Stravinsky
The Fairys Kiss Divertimento
Beethoven
Piano Concerto No.1 in C, Op.15
Prokofiev
Symphony No.4 in C Revised Version, Op.112
Lang Lang (piano)
London Philharmonic Orchestra
Vladimir Jurowski
Reviewed by: Nick Breckenfield
Reviewed: 9 June, 2004
Venue: Royal Festival Hall, London
This must go down as one of the most unnecessary encores of the season. Not quite as horrendous as Kissin’s extras after his Chopin First Concerto with the Bavarian State Orchestra and Zubin Mehta on 9 September 1999 at the Proms – all before the orchestra was due to play Bruckner 8 (how insensitive and arrogant can anyone get?) – but still hopelessly unnecessary.
Lang Lang is still in his early 20s, but one wishes he had Pollini’s strength of personality to take himself away from his high-profile concert-giving to contemplate the meaning of music.
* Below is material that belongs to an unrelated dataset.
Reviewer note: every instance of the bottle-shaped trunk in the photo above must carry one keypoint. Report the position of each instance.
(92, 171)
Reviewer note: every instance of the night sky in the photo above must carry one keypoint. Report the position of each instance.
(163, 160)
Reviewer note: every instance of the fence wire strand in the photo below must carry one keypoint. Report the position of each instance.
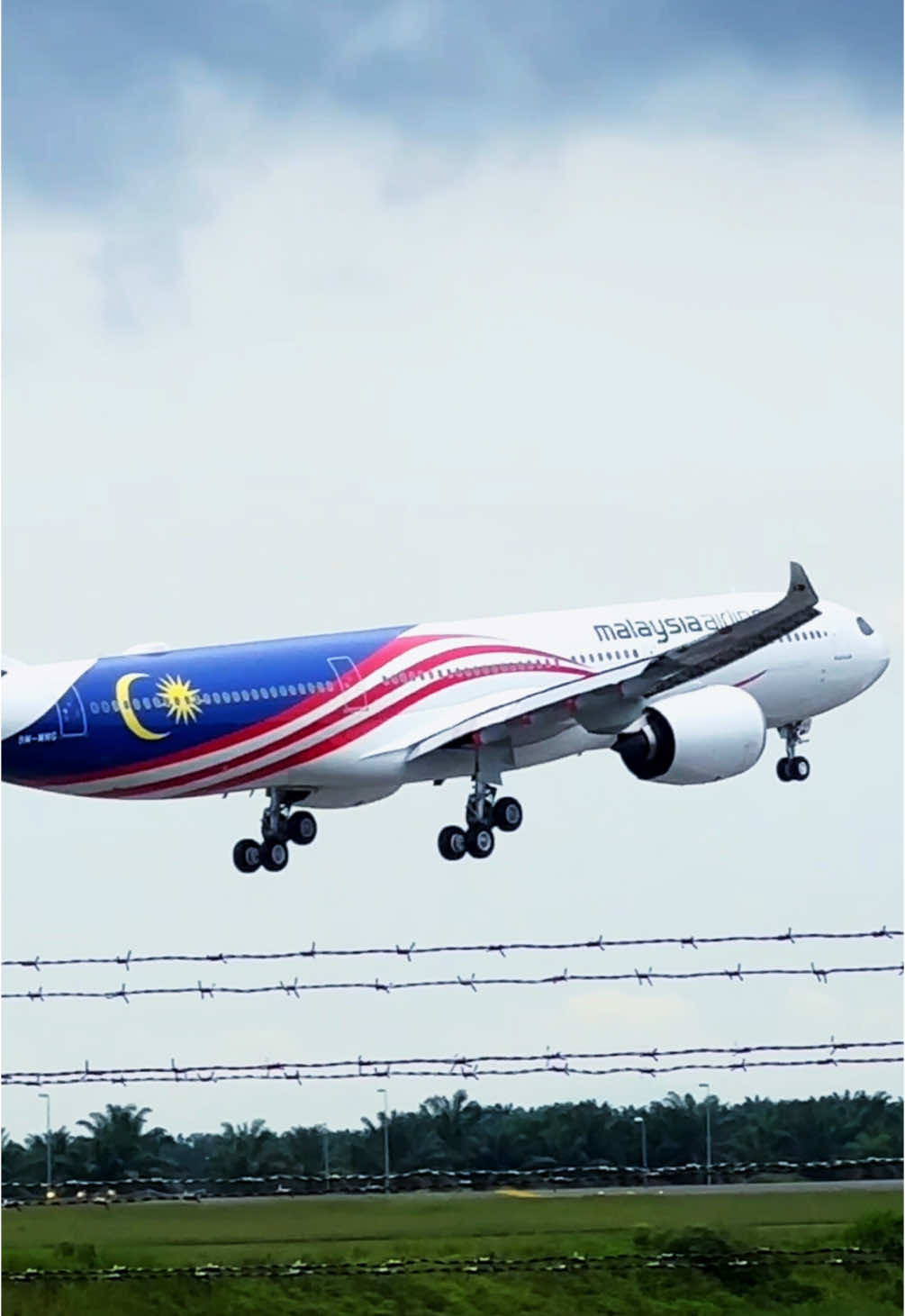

Pollini did exactly this. I had spent the day of this LPO concert absorbed in his new DG recording of Beethoven’s Op.10 sonatas and the Pathétique. To go from such lucid playing, with a clear (if often startling) logic that heightens one’s appreciation of the composer, to the insipid interpretation of Beethoven’s First Piano Concerto offered by Lang Lang was a severe disappointment.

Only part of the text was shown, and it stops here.